Turning the tables: Reporter gets interviewedPublished 12:09pm Tuesday, May 8, 2012
By CHRISTINE BOATWRIGHT / Staff Writer
This past week was career week at Chelsea Park Elementary School. When I received an email from the South Shelby Chamber of Commerce advertising the need for parents and community professionals to speak to the kids, I decided to say yes.
To tell you the truth, while I think kids are great and look forward to my own someday, children in general make me incredibly nervous. When I heard that I would be speaking to the entire third grade, which turned out to be about 100 kids instead of the 200-plus who attend the school, my volunteerism became a test of character and composure.

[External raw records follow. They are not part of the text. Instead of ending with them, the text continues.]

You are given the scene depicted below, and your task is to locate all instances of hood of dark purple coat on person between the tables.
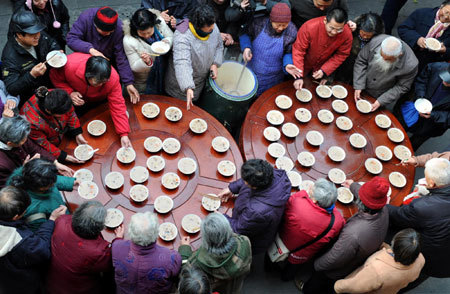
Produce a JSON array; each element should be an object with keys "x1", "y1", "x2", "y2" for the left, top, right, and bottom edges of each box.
[{"x1": 250, "y1": 169, "x2": 292, "y2": 206}]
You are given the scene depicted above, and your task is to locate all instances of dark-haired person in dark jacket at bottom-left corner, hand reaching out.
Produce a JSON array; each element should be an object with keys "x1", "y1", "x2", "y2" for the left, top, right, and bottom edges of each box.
[{"x1": 0, "y1": 186, "x2": 65, "y2": 294}]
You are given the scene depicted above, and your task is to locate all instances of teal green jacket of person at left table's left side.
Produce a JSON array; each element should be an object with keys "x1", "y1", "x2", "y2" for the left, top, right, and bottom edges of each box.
[{"x1": 6, "y1": 167, "x2": 75, "y2": 231}]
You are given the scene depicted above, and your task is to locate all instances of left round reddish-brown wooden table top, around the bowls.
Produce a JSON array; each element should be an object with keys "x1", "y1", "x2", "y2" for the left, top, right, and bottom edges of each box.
[{"x1": 60, "y1": 95, "x2": 242, "y2": 248}]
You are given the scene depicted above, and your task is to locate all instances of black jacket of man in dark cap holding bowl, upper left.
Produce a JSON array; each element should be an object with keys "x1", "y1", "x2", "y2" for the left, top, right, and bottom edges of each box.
[{"x1": 2, "y1": 32, "x2": 61, "y2": 106}]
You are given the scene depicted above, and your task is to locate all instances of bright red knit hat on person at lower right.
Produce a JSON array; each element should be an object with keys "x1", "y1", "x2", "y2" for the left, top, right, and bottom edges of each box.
[{"x1": 358, "y1": 177, "x2": 389, "y2": 209}]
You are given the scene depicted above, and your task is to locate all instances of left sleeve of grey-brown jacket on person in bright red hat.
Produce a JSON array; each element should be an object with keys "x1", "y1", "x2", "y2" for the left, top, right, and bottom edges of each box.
[{"x1": 314, "y1": 231, "x2": 357, "y2": 271}]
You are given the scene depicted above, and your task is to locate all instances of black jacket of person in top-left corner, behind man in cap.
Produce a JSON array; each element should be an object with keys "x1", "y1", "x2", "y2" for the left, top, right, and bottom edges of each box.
[{"x1": 18, "y1": 0, "x2": 70, "y2": 49}]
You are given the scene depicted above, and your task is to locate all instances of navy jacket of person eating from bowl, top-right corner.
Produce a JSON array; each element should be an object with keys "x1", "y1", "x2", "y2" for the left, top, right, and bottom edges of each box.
[{"x1": 397, "y1": 7, "x2": 450, "y2": 60}]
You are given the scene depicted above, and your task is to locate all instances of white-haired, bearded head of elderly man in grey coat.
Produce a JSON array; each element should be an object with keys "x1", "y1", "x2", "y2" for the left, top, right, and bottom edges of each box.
[{"x1": 373, "y1": 36, "x2": 403, "y2": 73}]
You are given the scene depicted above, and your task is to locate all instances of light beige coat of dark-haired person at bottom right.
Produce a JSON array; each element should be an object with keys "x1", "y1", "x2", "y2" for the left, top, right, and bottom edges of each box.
[{"x1": 334, "y1": 248, "x2": 425, "y2": 294}]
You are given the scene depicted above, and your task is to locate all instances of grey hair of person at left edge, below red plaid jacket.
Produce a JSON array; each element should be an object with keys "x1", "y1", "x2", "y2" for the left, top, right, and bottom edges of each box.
[{"x1": 0, "y1": 116, "x2": 31, "y2": 144}]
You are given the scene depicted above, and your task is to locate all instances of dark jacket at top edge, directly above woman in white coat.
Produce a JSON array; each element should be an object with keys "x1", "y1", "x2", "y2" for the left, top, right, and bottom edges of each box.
[{"x1": 141, "y1": 0, "x2": 197, "y2": 20}]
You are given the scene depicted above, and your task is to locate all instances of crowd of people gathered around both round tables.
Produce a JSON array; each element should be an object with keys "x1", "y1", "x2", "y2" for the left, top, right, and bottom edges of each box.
[{"x1": 0, "y1": 0, "x2": 450, "y2": 294}]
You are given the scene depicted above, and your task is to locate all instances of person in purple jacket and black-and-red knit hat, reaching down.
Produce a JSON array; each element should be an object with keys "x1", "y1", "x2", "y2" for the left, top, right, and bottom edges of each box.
[{"x1": 67, "y1": 6, "x2": 140, "y2": 103}]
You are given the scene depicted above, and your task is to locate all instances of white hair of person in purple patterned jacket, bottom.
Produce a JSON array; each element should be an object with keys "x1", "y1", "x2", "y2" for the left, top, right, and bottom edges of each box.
[{"x1": 128, "y1": 211, "x2": 159, "y2": 246}]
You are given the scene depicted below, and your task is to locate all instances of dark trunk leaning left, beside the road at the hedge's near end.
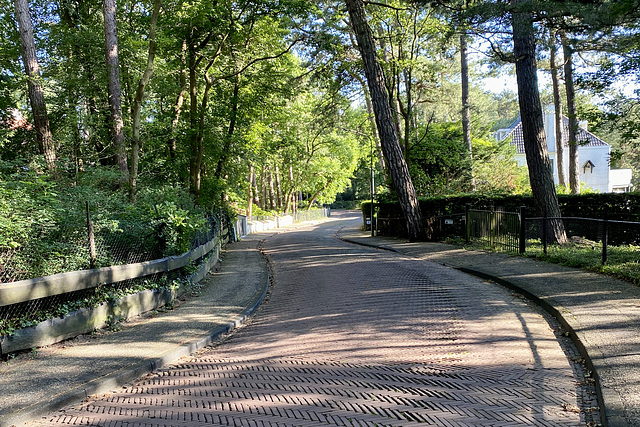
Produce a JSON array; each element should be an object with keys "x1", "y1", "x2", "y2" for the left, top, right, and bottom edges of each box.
[{"x1": 345, "y1": 0, "x2": 423, "y2": 241}]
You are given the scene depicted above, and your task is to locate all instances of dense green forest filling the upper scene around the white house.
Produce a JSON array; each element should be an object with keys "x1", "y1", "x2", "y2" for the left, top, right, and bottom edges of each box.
[{"x1": 0, "y1": 0, "x2": 640, "y2": 247}]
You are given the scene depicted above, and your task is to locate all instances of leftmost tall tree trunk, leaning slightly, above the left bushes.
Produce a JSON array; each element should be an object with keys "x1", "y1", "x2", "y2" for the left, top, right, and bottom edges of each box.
[{"x1": 14, "y1": 0, "x2": 56, "y2": 174}]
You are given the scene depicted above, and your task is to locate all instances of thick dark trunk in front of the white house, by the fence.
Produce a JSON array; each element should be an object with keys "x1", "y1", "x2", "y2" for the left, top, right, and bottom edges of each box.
[{"x1": 511, "y1": 0, "x2": 567, "y2": 244}]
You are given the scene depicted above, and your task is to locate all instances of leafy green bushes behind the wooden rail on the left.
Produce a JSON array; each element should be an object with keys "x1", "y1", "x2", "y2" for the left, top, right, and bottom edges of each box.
[{"x1": 0, "y1": 161, "x2": 215, "y2": 281}]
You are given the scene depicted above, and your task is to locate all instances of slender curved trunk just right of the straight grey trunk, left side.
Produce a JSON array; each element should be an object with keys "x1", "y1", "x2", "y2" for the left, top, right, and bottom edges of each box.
[{"x1": 129, "y1": 0, "x2": 162, "y2": 200}]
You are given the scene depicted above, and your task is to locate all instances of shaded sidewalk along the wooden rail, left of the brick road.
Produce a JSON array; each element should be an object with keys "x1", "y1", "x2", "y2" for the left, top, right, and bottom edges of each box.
[{"x1": 0, "y1": 236, "x2": 268, "y2": 427}]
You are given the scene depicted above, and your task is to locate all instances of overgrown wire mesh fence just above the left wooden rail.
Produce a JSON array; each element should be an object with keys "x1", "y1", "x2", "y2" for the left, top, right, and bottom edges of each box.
[{"x1": 0, "y1": 203, "x2": 229, "y2": 286}]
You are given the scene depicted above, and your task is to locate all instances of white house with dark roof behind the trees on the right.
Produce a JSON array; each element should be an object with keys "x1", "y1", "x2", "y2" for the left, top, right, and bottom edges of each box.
[{"x1": 495, "y1": 106, "x2": 633, "y2": 193}]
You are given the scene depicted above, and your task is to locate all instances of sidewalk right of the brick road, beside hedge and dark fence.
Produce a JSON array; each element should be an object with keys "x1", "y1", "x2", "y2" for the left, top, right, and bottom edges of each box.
[{"x1": 339, "y1": 211, "x2": 640, "y2": 427}]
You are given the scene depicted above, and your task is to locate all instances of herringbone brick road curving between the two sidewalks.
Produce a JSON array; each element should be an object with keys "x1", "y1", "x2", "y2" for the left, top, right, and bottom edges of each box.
[{"x1": 30, "y1": 216, "x2": 584, "y2": 426}]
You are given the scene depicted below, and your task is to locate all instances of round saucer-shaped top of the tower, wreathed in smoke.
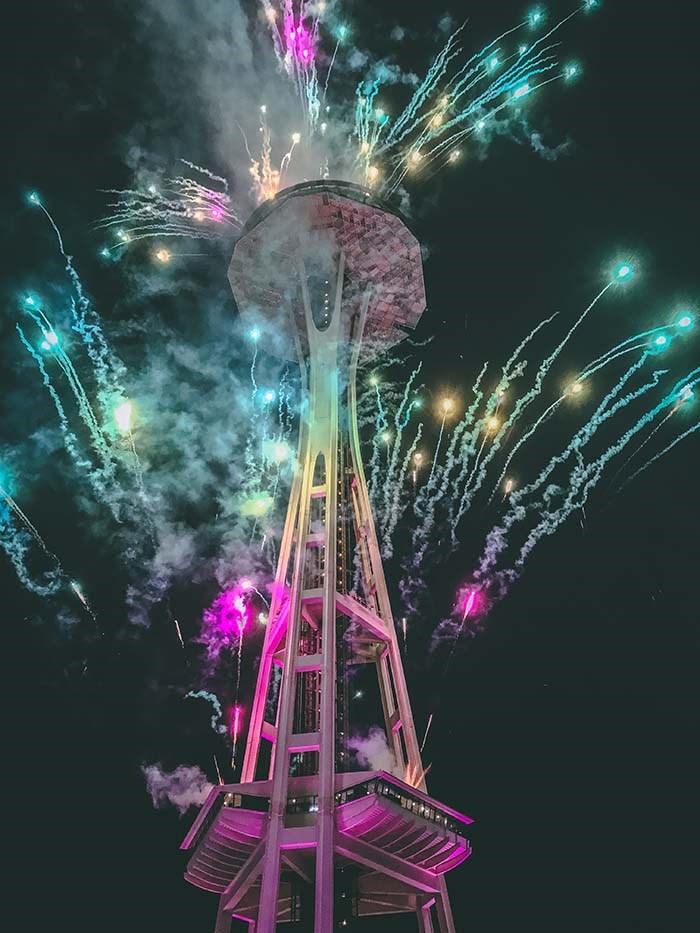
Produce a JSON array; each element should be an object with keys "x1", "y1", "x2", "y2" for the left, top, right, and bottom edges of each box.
[{"x1": 229, "y1": 181, "x2": 425, "y2": 359}]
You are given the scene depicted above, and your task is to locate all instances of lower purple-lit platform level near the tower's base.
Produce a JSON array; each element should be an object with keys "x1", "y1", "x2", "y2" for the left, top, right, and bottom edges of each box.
[{"x1": 181, "y1": 771, "x2": 473, "y2": 922}]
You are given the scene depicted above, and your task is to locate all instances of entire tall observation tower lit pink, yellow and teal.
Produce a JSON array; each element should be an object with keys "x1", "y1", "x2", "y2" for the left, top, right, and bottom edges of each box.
[{"x1": 182, "y1": 182, "x2": 471, "y2": 933}]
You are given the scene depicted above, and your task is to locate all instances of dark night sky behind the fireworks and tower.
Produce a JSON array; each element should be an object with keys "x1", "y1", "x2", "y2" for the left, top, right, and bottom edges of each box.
[{"x1": 0, "y1": 0, "x2": 700, "y2": 933}]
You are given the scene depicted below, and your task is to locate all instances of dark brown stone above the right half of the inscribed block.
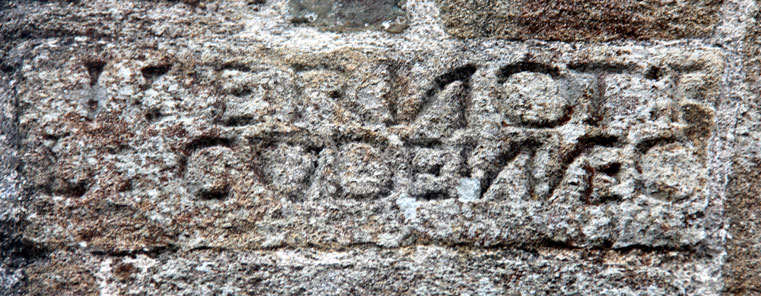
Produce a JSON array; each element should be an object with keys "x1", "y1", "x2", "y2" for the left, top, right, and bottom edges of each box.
[{"x1": 437, "y1": 0, "x2": 723, "y2": 41}]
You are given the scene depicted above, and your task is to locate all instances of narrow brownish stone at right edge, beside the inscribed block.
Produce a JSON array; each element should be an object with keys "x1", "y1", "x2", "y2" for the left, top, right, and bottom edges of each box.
[{"x1": 724, "y1": 6, "x2": 761, "y2": 295}]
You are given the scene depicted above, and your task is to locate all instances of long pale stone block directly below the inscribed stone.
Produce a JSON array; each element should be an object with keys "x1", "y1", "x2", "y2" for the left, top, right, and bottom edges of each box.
[{"x1": 25, "y1": 246, "x2": 702, "y2": 295}]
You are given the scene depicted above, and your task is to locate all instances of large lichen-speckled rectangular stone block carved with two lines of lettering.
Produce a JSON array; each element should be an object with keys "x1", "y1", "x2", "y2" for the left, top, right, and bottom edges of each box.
[{"x1": 10, "y1": 38, "x2": 722, "y2": 251}]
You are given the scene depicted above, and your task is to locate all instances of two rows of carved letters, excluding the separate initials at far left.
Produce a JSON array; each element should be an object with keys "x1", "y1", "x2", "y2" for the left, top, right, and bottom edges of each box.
[{"x1": 192, "y1": 56, "x2": 713, "y2": 205}]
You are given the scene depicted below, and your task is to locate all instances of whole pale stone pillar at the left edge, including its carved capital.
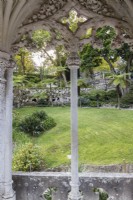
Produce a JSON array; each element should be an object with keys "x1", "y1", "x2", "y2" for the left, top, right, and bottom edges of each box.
[{"x1": 0, "y1": 52, "x2": 15, "y2": 200}]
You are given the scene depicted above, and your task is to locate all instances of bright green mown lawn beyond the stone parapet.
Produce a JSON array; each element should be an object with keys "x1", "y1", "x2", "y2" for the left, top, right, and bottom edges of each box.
[{"x1": 15, "y1": 107, "x2": 133, "y2": 167}]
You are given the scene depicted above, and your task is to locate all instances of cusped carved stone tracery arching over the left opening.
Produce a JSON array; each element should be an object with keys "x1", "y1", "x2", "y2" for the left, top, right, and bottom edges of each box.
[{"x1": 11, "y1": 19, "x2": 76, "y2": 52}]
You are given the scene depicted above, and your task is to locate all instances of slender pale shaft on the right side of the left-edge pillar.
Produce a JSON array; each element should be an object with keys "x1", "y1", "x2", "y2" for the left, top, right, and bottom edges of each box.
[{"x1": 3, "y1": 61, "x2": 15, "y2": 200}]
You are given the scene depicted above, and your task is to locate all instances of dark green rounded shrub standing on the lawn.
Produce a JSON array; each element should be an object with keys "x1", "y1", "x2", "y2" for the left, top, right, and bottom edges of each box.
[{"x1": 19, "y1": 111, "x2": 56, "y2": 136}]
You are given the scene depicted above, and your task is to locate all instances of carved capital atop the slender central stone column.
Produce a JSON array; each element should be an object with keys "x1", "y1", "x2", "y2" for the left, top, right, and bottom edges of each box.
[{"x1": 67, "y1": 52, "x2": 80, "y2": 69}]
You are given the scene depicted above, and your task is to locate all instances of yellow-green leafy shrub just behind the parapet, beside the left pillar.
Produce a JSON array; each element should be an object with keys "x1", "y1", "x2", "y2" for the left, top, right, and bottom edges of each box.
[{"x1": 13, "y1": 143, "x2": 43, "y2": 172}]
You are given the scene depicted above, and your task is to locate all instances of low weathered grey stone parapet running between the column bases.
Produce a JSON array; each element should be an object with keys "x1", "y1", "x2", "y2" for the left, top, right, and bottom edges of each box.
[{"x1": 13, "y1": 172, "x2": 133, "y2": 200}]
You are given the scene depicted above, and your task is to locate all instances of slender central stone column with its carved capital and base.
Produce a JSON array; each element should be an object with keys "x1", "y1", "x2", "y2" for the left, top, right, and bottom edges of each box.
[{"x1": 67, "y1": 52, "x2": 82, "y2": 200}]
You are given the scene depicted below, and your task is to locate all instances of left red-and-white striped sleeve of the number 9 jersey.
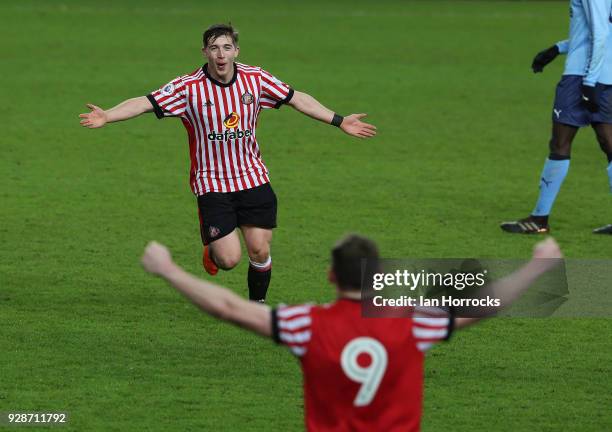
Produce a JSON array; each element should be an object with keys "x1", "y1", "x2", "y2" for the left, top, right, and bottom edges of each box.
[{"x1": 272, "y1": 305, "x2": 312, "y2": 357}]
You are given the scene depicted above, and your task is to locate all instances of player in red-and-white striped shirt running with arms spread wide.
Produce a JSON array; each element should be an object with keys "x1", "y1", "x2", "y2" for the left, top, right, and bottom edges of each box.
[{"x1": 80, "y1": 24, "x2": 376, "y2": 301}]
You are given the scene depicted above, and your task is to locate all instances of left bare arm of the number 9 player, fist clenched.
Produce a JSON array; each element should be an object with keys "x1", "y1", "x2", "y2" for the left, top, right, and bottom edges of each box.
[{"x1": 142, "y1": 242, "x2": 272, "y2": 337}]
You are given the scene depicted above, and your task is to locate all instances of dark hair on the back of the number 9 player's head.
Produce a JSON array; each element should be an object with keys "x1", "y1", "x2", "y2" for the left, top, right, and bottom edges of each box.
[{"x1": 332, "y1": 234, "x2": 379, "y2": 291}]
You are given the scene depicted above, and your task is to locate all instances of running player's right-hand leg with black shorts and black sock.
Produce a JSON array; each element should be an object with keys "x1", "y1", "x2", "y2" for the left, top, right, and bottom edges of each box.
[{"x1": 236, "y1": 183, "x2": 276, "y2": 302}]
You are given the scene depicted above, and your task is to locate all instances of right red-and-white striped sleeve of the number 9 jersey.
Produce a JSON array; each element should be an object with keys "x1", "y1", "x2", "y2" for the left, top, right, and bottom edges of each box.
[{"x1": 412, "y1": 307, "x2": 455, "y2": 352}]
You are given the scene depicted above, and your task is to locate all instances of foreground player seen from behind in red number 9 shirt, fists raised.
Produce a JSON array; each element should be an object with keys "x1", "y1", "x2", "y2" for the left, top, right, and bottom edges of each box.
[{"x1": 142, "y1": 235, "x2": 562, "y2": 431}]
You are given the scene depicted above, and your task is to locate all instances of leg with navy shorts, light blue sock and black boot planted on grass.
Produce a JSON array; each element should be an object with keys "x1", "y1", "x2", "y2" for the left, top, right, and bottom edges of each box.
[{"x1": 501, "y1": 75, "x2": 590, "y2": 234}]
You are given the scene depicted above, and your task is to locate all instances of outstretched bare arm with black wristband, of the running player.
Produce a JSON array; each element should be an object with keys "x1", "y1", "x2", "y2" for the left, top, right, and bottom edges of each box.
[{"x1": 289, "y1": 91, "x2": 376, "y2": 138}]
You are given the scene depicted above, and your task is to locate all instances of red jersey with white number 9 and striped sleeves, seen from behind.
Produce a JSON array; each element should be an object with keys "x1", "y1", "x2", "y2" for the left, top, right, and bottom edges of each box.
[{"x1": 272, "y1": 299, "x2": 452, "y2": 431}]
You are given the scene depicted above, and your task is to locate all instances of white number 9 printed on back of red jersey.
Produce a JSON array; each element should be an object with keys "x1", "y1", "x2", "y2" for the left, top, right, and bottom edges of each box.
[{"x1": 340, "y1": 337, "x2": 387, "y2": 406}]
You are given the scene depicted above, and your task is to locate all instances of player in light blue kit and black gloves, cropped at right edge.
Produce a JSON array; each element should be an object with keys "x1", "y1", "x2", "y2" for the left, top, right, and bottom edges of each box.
[{"x1": 501, "y1": 0, "x2": 612, "y2": 234}]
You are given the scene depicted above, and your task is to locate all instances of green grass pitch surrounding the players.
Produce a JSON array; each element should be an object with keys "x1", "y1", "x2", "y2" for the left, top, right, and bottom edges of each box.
[{"x1": 0, "y1": 0, "x2": 612, "y2": 431}]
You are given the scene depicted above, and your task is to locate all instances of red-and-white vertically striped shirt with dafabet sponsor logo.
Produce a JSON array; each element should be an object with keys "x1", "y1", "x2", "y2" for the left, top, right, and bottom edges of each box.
[{"x1": 147, "y1": 63, "x2": 293, "y2": 195}]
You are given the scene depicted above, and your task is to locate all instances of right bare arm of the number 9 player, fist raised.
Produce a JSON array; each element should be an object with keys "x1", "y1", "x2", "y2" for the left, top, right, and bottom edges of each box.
[{"x1": 455, "y1": 237, "x2": 563, "y2": 329}]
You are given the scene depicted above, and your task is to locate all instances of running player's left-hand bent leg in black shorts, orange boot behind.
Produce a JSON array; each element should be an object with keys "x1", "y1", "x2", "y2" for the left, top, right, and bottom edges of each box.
[{"x1": 198, "y1": 192, "x2": 241, "y2": 276}]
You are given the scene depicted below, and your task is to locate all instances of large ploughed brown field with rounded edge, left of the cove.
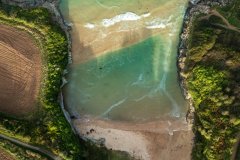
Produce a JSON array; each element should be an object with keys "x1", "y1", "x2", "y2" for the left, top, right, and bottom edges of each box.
[{"x1": 0, "y1": 24, "x2": 41, "y2": 116}]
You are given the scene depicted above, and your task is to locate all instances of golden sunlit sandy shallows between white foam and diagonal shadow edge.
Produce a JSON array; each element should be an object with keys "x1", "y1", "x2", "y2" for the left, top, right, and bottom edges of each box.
[{"x1": 71, "y1": 21, "x2": 171, "y2": 64}]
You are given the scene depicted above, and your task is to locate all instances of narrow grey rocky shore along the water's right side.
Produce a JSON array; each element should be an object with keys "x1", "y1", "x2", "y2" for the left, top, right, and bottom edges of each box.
[{"x1": 177, "y1": 0, "x2": 231, "y2": 125}]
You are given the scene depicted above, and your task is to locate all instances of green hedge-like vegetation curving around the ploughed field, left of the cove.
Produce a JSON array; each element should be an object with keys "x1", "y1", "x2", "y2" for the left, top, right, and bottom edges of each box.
[{"x1": 0, "y1": 1, "x2": 132, "y2": 160}]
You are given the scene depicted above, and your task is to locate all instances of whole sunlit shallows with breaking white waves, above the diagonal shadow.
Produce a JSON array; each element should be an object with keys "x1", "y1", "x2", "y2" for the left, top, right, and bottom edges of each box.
[{"x1": 61, "y1": 0, "x2": 188, "y2": 64}]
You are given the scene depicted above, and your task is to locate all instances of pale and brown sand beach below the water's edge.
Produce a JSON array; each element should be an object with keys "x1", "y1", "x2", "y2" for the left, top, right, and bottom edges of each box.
[{"x1": 74, "y1": 119, "x2": 193, "y2": 160}]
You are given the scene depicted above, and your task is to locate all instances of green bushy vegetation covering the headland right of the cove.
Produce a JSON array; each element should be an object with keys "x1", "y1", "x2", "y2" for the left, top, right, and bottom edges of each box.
[{"x1": 185, "y1": 0, "x2": 240, "y2": 160}]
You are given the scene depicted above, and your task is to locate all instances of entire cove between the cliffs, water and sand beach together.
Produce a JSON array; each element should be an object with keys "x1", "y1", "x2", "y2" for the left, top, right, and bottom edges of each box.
[{"x1": 60, "y1": 0, "x2": 192, "y2": 159}]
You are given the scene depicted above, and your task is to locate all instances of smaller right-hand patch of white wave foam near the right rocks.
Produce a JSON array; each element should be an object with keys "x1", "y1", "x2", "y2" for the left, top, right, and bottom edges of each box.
[{"x1": 146, "y1": 16, "x2": 172, "y2": 29}]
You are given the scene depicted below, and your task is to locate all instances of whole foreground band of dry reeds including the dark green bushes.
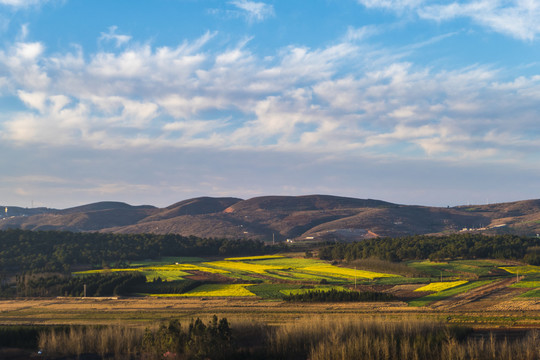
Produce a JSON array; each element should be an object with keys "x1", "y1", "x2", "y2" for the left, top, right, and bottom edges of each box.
[{"x1": 31, "y1": 316, "x2": 540, "y2": 360}]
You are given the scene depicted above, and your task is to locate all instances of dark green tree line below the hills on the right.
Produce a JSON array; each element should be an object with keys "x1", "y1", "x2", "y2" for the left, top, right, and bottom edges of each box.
[{"x1": 319, "y1": 234, "x2": 540, "y2": 265}]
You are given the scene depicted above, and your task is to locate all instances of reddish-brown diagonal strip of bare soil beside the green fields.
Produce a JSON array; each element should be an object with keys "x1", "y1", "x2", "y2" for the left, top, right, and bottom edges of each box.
[{"x1": 429, "y1": 278, "x2": 517, "y2": 310}]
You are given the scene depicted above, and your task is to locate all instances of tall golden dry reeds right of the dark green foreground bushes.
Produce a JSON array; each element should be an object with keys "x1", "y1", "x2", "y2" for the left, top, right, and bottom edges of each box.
[{"x1": 269, "y1": 318, "x2": 540, "y2": 360}]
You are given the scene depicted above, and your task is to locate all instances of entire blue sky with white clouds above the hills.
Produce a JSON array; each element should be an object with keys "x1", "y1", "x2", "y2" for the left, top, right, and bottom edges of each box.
[{"x1": 0, "y1": 0, "x2": 540, "y2": 208}]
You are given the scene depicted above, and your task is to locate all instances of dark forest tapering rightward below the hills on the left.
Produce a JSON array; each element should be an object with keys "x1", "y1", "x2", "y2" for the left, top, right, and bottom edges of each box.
[{"x1": 0, "y1": 229, "x2": 283, "y2": 273}]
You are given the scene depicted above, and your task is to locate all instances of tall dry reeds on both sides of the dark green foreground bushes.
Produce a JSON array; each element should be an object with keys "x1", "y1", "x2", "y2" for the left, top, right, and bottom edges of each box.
[{"x1": 35, "y1": 317, "x2": 540, "y2": 360}]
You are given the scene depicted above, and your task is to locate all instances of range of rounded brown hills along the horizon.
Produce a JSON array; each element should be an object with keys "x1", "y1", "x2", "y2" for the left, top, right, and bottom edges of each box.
[{"x1": 0, "y1": 195, "x2": 540, "y2": 241}]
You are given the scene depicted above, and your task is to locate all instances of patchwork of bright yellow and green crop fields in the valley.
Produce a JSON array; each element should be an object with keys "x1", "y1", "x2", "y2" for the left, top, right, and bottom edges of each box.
[{"x1": 67, "y1": 255, "x2": 540, "y2": 306}]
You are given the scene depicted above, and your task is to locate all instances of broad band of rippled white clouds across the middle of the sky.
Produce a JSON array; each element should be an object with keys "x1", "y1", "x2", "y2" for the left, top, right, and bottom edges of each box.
[{"x1": 0, "y1": 28, "x2": 540, "y2": 165}]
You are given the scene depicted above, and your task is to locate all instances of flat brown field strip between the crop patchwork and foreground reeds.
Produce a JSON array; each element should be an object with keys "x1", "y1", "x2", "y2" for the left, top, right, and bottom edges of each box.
[{"x1": 0, "y1": 298, "x2": 540, "y2": 328}]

When I walked into Chelsea Park, I followed a Pelham police officer into the main office as we signed in. Just my luck — kids love police officers! With the full uniform and the lighted patrol car, I knew I was out of my league with my paper and pen. When I joked, “Of course I would be competing with a police officer,” he shot me a look and said, “I just hope a fireman doesn’t show up.”
It then occurred to me that most professionals in my position are nervous to speak in front of a group of small children. While I think it’s important to show kids the options they’ll have as future careers, who knows what kind of questions kids will ask?
A few weeks ago, I spoke at Calera Elementary School’s career day. As with Chelsea Park, I was amazed at the depth of questions Calera’s kids had.
As part of my presentation, I decided to set up a mock interview with the Calera kids. When I asked whom they would want to interview, inevitably names like Justin Bieber and Nicki Minaj came up quickly, but other students proposed we ask President Barack Obama questions about his life.
At Chelsea Park, I asked the students if they had any questions, and little hands immediately shot up. They asked how serious my job is and about the worst thing I’ve ever covered. They asked how I got my job and what it took to obtain this position. The two questions I struggled with the most involved stories I’ve written.
“What’s the coolest thing you’ve ever written?” one student asked. Another one followed up with “What’s the weirdest thing you’ve ever covered?” I was stumped.
In the end, I was so impressed by how these 8-year-olds came up with truly in-depth questions. And I, of course, told them they would all make excellent reporters someday.